Овчаренко сумел как-то сладиться с американцем.

Гивенс собирался подняться по реке, чтобы поторговать еще и в тайге. Решено было, что он заберет ссыльных на обратном пути. В Петропавловске беглецы будут отсиживаться в трюме среди пустых бочек и ящиков с пушниной, а с корабля сойдут где-нибудь в Нагасаки или в Сан-Франциско.

Поначалу американец заломил непомерную цену. Но Овчаренко был парень не промах. Поторговавшись, сошлись на полусотне шкурок. Именно столько добыли ссыльные за зиму. Плату они доставили на корабль сразу же, чтобы быть при побеге налегке.

Гивенс ушел вверх по реке.

Миновал июль, миновал и август. Сентябрь подходил уже к концу, а долгожданная шхуна не появлялась.

Неужели побег сорвется? Неужели что-нибудь помешает побегу?

Маленькие друзья ссыльных, деревенские ребятишки, которые знали, что Петра Ариановича и его товарища интересует приход американца, день-деньской дежурили на крыше. Однажды вечером запыхавшийся гонец в сбитой набок отцовской шапке примчался со всех ног в избу, где жили ссыльные.
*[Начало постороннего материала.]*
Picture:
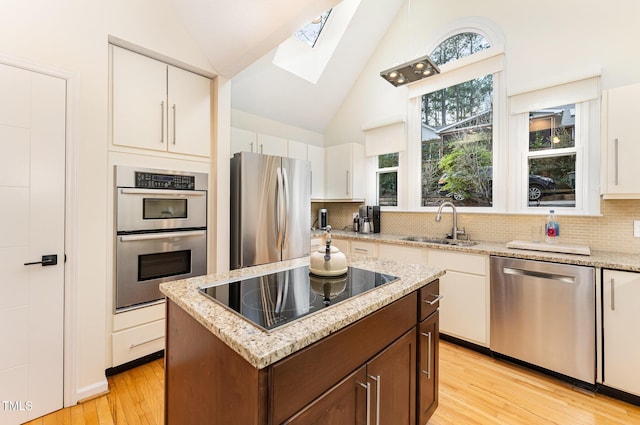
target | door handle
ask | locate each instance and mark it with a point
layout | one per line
(47, 260)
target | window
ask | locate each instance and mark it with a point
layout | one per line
(387, 180)
(551, 157)
(458, 46)
(457, 132)
(309, 33)
(554, 149)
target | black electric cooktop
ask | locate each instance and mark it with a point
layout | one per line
(271, 300)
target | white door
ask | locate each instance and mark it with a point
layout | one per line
(32, 183)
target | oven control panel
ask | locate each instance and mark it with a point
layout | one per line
(164, 181)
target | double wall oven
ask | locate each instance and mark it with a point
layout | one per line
(161, 231)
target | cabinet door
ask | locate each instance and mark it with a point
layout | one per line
(344, 404)
(428, 368)
(338, 169)
(465, 295)
(271, 145)
(621, 334)
(189, 102)
(344, 171)
(623, 142)
(297, 150)
(243, 140)
(464, 306)
(139, 101)
(315, 155)
(392, 376)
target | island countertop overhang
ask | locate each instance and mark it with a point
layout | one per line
(262, 348)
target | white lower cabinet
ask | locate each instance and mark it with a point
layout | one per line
(464, 308)
(137, 333)
(621, 330)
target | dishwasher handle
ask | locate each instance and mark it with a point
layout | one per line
(538, 274)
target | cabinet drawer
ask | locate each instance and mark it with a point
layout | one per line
(429, 299)
(364, 248)
(345, 351)
(137, 317)
(403, 254)
(466, 263)
(133, 343)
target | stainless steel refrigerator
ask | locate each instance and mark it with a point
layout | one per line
(270, 209)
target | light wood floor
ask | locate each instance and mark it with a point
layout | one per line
(474, 389)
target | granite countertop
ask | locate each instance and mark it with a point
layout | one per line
(602, 259)
(262, 348)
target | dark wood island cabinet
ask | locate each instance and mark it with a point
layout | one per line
(383, 365)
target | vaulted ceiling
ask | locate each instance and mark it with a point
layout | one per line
(240, 39)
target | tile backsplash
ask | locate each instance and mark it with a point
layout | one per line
(612, 231)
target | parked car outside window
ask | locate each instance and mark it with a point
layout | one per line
(539, 186)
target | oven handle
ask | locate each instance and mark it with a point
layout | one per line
(163, 235)
(132, 191)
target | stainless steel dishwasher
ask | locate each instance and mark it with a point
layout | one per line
(544, 314)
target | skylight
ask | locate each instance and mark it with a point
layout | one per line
(309, 33)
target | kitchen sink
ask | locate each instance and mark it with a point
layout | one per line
(439, 241)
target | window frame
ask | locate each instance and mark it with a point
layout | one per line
(586, 149)
(489, 61)
(388, 170)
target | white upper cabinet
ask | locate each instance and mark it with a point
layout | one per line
(189, 103)
(315, 155)
(297, 150)
(622, 144)
(159, 107)
(272, 145)
(344, 176)
(243, 140)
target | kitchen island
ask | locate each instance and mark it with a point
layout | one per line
(373, 354)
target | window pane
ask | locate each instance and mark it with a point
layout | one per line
(459, 46)
(457, 144)
(310, 32)
(552, 181)
(388, 189)
(552, 128)
(388, 160)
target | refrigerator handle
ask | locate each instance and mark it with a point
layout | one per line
(279, 196)
(286, 212)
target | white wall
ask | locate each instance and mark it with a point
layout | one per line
(546, 42)
(71, 36)
(258, 124)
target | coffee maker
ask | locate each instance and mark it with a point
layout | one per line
(369, 214)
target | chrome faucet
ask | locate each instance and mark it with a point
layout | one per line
(454, 232)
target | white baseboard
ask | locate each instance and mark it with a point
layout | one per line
(91, 391)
— Пришел! — закричал он с порога. — Кинул якорь у Соленого Носа!

За добрую весть Петр Арианович подарил ему большой кусок сахару. Овчаренко кинулся увязывать вещи.

Однако не прошло и четверти часа, как в избу ввалились новые гости, три казака. Оказалось, что ссыльных приказано воротить в Энск, уездный город, стоявший выше по реке.
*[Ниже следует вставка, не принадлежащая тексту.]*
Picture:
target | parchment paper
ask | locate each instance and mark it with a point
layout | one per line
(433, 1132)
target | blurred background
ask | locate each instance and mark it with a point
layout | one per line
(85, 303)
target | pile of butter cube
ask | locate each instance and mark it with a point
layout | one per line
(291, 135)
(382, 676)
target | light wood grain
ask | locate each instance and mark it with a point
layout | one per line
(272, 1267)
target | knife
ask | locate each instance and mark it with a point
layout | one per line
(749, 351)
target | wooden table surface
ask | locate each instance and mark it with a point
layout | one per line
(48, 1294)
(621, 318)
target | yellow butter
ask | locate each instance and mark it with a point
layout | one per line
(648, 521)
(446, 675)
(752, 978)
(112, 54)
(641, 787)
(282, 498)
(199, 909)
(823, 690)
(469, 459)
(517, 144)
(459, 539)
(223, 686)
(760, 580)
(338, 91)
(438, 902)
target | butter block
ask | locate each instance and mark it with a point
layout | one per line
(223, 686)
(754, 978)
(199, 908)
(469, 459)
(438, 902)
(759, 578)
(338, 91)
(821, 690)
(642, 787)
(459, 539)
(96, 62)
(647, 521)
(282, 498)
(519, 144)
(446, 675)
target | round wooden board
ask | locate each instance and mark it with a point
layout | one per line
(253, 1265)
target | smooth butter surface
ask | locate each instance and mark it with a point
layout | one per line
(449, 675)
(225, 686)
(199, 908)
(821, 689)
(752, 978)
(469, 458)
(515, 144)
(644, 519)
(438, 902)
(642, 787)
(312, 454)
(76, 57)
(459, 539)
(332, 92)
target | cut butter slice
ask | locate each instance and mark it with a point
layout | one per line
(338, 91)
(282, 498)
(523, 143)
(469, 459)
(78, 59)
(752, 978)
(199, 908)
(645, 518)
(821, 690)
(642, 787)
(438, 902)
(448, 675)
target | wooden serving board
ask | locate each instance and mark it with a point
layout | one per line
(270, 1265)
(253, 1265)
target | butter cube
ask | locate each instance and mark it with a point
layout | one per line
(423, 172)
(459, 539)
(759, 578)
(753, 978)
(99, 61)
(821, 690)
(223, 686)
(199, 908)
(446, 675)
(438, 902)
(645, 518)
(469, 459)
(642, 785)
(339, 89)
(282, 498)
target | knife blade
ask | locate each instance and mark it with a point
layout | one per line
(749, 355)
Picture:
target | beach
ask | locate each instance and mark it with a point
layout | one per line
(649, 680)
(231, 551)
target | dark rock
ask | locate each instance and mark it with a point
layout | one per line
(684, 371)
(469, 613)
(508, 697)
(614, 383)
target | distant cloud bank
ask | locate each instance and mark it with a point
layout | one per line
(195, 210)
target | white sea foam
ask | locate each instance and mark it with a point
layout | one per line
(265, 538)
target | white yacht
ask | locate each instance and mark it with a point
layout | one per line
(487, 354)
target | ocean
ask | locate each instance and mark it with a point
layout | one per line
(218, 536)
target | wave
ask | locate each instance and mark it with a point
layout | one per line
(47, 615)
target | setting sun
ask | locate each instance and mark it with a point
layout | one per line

— Не отлучаться никуда: ни на охоту, ни рыбу ловить! — строго объявил бородач-старшой. — Зимник установится — по первопутку вас и повезем.

Приезжие отправились ночевать к куму, в другую избу, а Овчаренко и Петр Арианович остались одни.

Что произошло?

Уже после революции Овчаренко дознался правды. Гивенс рассудил по-торгашески. Шкурки песцов получены, с беглецов больше взять нечего. Зато, сообщив куда следует о готовящемся побеге, он, Гивенс, может получить значительную выгоду в торговле. В будущем, 1917 году местные власти предоставят ему преимущества и льготы по сравнению с другими иностранными купцами. Это была, так сказать, взятка натурой.

Предательство Гивенса, однако, раскрылось значительно позже.